Os bens simbólicos, na análise de Bourdieu (1989), são instrumentos de comunicação e conhecimento que geram integração social, mas que também cumprem função de legitimação de um discurso, que passa por uma luta simbólica em que os agentes especialistas estão em concorrência pelo monopólio da produção cultural legítima. As lutas simbólicas ocorrem dentro dos campos de produção cultural, que é o modelo pelo qual se analisa o jornalismo. Entende-se campo como um “espaço social estruturado, um campo de forças – há dominantes e dominados, há relações constantes, permanentes, de desigualdade, que se exercem no interior desse espaço – que é também um campo de lutas para transformar ou conservar esse campo de forças”. (BOURDIEU, 1997, p. 57).

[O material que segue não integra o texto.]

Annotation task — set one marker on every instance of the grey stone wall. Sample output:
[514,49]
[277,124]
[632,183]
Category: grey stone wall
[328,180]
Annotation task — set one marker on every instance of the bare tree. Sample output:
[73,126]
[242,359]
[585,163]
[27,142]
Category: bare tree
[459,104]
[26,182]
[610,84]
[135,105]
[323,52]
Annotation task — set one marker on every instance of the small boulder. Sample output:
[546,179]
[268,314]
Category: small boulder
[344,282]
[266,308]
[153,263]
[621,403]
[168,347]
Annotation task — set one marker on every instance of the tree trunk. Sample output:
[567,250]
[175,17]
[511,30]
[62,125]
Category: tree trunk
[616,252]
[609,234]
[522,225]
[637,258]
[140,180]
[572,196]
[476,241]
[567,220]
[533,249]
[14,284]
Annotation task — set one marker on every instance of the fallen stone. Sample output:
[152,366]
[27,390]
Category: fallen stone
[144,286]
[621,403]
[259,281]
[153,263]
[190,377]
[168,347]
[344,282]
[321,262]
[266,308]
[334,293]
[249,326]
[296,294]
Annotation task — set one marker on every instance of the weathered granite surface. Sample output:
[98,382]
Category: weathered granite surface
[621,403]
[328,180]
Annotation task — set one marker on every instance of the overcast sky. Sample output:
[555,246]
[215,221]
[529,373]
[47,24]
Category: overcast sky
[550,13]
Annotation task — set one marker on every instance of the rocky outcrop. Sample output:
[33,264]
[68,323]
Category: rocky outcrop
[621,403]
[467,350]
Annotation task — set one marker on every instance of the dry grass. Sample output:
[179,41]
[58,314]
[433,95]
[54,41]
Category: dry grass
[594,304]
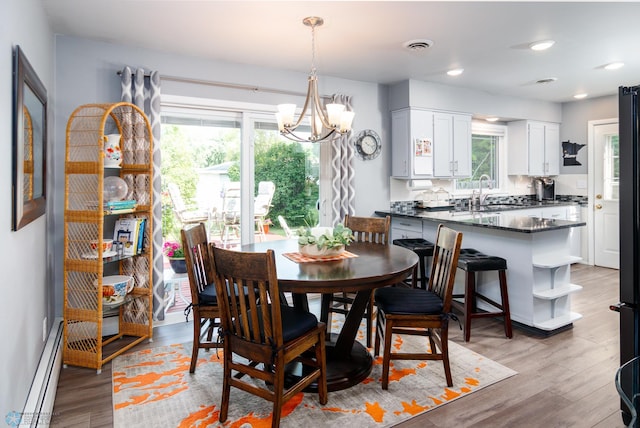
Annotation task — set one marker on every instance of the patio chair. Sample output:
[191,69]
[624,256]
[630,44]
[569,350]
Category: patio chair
[287,230]
[262,205]
[230,215]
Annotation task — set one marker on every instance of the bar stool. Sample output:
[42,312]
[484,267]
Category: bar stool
[472,261]
[424,250]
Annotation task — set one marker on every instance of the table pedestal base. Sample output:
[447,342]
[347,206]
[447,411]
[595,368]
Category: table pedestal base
[343,371]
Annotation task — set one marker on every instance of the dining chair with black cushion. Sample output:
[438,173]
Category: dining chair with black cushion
[204,301]
[261,336]
[415,311]
[374,230]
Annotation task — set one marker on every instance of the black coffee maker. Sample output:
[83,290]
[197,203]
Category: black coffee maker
[545,189]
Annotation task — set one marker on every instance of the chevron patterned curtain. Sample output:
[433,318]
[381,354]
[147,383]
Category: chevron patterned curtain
[342,166]
[144,92]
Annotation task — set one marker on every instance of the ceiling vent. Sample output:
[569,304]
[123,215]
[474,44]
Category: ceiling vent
[418,45]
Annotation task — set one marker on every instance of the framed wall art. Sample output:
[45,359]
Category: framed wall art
[29,142]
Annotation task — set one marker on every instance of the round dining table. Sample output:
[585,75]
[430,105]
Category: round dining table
[366,267]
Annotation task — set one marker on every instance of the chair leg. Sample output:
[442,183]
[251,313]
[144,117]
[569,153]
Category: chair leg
[386,354]
[369,321]
[196,340]
[444,344]
[226,387]
[378,333]
[469,303]
[278,392]
[323,395]
[508,330]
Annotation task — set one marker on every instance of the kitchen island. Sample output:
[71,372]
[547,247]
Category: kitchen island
[538,257]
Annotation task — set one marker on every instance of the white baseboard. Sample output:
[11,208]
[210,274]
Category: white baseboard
[38,409]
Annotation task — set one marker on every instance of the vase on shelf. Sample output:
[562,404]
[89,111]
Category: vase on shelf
[112,152]
[179,265]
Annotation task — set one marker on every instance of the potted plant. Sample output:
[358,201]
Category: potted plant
[324,241]
[175,254]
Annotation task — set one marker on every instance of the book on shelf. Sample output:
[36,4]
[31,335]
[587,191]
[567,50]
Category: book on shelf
[120,207]
[126,231]
[141,225]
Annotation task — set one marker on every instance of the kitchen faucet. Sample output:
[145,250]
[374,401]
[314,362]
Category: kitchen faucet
[482,198]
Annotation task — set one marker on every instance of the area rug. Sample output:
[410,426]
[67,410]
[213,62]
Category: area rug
[154,388]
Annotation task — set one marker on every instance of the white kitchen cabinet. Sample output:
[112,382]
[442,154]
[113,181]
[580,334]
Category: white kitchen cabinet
[534,148]
[452,145]
[412,143]
[430,144]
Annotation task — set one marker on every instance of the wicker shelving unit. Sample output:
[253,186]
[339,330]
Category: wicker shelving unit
[85,220]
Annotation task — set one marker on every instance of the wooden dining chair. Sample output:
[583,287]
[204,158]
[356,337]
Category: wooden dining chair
[415,311]
[374,230]
[204,301]
[260,329]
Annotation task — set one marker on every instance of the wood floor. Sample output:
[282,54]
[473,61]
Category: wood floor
[565,380]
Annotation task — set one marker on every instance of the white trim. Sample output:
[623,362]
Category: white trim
[38,410]
[591,125]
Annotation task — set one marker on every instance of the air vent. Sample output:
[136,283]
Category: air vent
[418,45]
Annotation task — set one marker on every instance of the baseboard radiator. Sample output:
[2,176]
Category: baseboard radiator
[38,409]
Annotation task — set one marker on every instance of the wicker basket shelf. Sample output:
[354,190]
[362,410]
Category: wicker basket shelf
[84,221]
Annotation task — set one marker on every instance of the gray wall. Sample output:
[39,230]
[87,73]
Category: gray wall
[26,292]
[86,73]
[415,93]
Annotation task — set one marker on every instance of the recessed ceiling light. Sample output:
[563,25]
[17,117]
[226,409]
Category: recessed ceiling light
[418,44]
[614,66]
[547,80]
[542,45]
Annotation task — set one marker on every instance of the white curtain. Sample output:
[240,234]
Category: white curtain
[343,170]
[143,89]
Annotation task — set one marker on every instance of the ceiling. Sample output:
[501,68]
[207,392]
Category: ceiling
[363,40]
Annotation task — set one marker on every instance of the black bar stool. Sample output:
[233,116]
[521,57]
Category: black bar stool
[472,261]
[424,250]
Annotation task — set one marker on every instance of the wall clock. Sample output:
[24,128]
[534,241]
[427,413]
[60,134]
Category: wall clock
[368,144]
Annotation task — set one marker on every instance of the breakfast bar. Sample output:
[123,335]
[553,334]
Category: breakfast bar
[538,257]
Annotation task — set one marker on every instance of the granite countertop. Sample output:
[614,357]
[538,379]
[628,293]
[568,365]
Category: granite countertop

O jornalismo, como um dos campos de produção simbólica, é um “microcosmos da luta simbólica entre as classes”, em que os agentes, “ao servirem os seus interesses na luta interna do campo de produção, [...] servem os interesses dos grupos exteriores ao campo de produção” (BOURDIEU, 1989, p. 12). Nesse sentido, entende-se as matérias jornalísticas como bens simbólicos feitos por produtores que reproduzem as posições no campo no próprio produto simbólico.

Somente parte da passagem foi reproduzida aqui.